II. Частью изъятые из оборота вещи, т. е. предметы, на которые отдельные права частного лица допускаются только с ограничениями. Сюда относятся: а) вещи, по которым известные права не доступны никому из правовых субъек[141]тов. Таковы будут т. наз. res publicae, под которыми в тесном, первоначальном смысле разумелись только вещи, принадлежащие римскому народу[82], но в более обширном смысле под ними разумеются все res, quae in publico usu sunt, т. e. предназначенные к общему употреблению или только удобству.

Считать ли эти предметы состоящими в собственности государства или общины, в науке спорно. Одни дают утвердительный ответ (см. Baron в Krit. Vierteljahrs. 19, p. 393), другие (Windscheid. Pand. 1, § 146, п. 11) признают только верховное право (см. Arndts. Pand. § 49, п. 3). Первое мнение вернее, как прямо подтверждаемое источниками (L. 1 pr. D. 43, 1, см. Pernice. Labeo 1, p. 273).

В силу самого назначения этих вещей, отправление всех тех прав на них, которые были бы противны такому их назначению, не допускается, иначе говоря, в данной мере наступает изъятие этих предметов из оборота; все же права, не препятствующие общему употреблению, остаются в полной силе. К данным предметам относятся: публичные реки, flumina publica, публичные дороги, viæ publicæ, публичные места, loca publica, публичные здания и т. д.
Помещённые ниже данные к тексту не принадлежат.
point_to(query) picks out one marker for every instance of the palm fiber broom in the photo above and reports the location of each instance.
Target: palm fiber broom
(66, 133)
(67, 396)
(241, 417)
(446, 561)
Река и публичная река в частности[83]. — От реки, flumen, отличается ручей, rivus, по величине и по тому значению, какое последнему придают окрестные жители[84].

Слово rivus в источниках имеет и другой смысл, а именно искусственных канав с водопроводом (L. 1 § 2 D. 43, 21; L. 6 D. 10, 1). Поэтому придавать точный смысл приведенному различению не следует. См. Wappäus, cit. p. 19, 10.

Засим, flumina делятся на flumen publicum и flumen privatum[85]. По определению Кассия, к первой категории принадлежат реки с постоянно текущей водой[86], т. e. flumina perennia, в отличие от второй категории, т. наз. flumina tor[142]rentia, т. e. временных потоков воды[87]. По этому определению, почти все flumina будут publica[88].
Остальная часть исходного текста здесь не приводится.